Course Outline
Introduction, Objectives, and Migration Strategy
- Course goals, alignment with participant profiles, and success criteria.
- Overview of high-level migration approaches and associated risk considerations.
- Setting up workspaces, repositories, and lab datasets.
Day 1 — Migration Fundamentals and Architecture
- Core Lakehouse concepts, an overview of Delta Lake, and Databricks architecture.
- Differences and migration implications between SMP and MPP architectures.
- Medallion (Bronze→Silver→Gold) design principles and Unity Catalog overview.
Day 1 Lab — Translating a Stored Procedure
- Hands-on migration of a sample stored procedure into a notebook.
- Mapping temporary tables and cursors to DataFrame transformations.
- Validation and comparison against original output.

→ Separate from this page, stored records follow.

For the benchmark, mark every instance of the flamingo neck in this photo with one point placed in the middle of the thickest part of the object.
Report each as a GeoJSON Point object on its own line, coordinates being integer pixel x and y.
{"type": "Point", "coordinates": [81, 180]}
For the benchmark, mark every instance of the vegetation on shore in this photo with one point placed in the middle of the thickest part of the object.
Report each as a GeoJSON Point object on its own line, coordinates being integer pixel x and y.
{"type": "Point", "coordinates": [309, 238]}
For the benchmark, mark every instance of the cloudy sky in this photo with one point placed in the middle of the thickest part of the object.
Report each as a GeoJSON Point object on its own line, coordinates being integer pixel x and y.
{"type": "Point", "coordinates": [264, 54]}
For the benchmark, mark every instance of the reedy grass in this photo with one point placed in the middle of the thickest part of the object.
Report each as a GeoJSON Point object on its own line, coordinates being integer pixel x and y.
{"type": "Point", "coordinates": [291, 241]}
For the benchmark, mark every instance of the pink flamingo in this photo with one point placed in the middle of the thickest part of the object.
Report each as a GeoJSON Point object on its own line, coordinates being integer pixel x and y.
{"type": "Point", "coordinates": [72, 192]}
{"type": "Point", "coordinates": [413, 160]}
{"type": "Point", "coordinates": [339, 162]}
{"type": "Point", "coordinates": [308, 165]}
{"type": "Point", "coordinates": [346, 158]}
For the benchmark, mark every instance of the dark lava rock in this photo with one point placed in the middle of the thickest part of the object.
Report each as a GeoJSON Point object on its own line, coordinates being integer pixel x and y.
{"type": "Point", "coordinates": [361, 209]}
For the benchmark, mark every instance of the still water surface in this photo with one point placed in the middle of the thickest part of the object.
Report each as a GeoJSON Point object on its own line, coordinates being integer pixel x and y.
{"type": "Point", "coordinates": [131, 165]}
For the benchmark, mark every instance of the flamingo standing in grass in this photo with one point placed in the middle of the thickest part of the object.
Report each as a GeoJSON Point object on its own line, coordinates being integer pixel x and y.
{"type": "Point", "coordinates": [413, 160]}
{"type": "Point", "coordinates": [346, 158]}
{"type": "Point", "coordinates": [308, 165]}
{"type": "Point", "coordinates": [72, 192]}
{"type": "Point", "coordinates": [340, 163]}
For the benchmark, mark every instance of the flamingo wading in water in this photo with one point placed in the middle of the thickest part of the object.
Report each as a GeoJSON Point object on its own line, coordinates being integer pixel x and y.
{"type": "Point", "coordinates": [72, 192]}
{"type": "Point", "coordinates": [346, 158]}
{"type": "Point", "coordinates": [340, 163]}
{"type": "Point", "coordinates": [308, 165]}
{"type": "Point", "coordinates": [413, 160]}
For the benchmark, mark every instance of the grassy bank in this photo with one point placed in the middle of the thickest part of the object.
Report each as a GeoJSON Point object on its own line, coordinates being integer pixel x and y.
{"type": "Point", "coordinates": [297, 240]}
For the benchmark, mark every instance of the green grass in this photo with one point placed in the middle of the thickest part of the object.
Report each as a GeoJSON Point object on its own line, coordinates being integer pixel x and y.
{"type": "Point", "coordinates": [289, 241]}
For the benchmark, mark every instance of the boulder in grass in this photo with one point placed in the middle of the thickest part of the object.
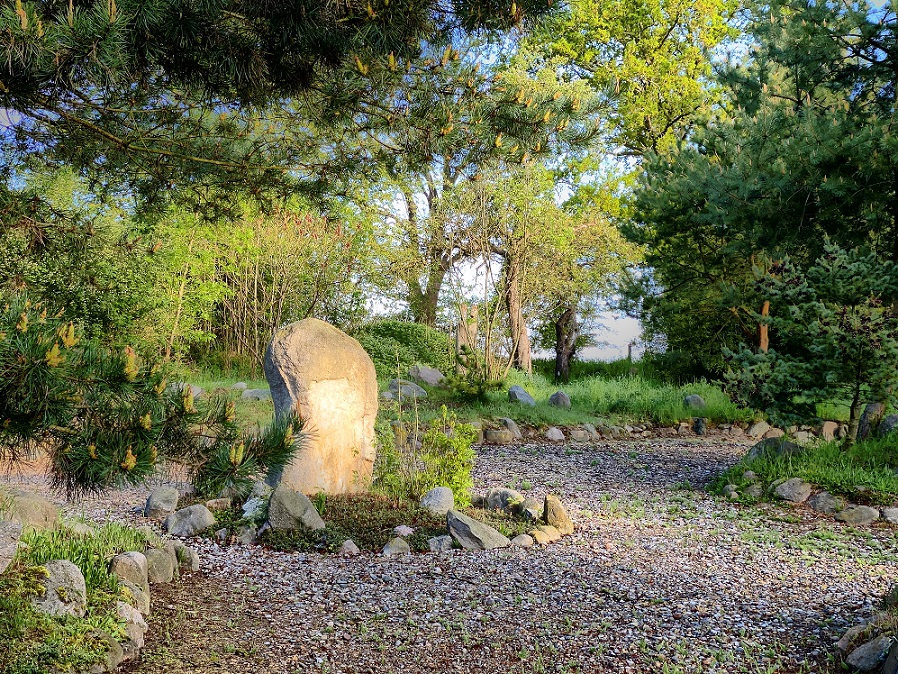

Day 2 — Advanced Delta Lake & Incremental Loading
- ACID transactions, commit logs, versioning, and time travel capabilities.
- Auto Loader, MERGE INTO patterns, upserts, and schema evolution.
- OPTIMIZE, VACUUM, Z-ORDER, partitioning, and storage tuning techniques.
Day 2 Lab — Incremental Ingestion & Optimization
- Implementing Auto Loader ingestion and MERGE workflows.
- Applying OPTIMIZE, Z-ORDER, and VACUUM; validating results.
- Measuring improvements in read/write performance.
Day 3 — SQL in Databricks, Performance & Debugging
- Analytical SQL features: window functions, higher-order functions, and JSON/array handling.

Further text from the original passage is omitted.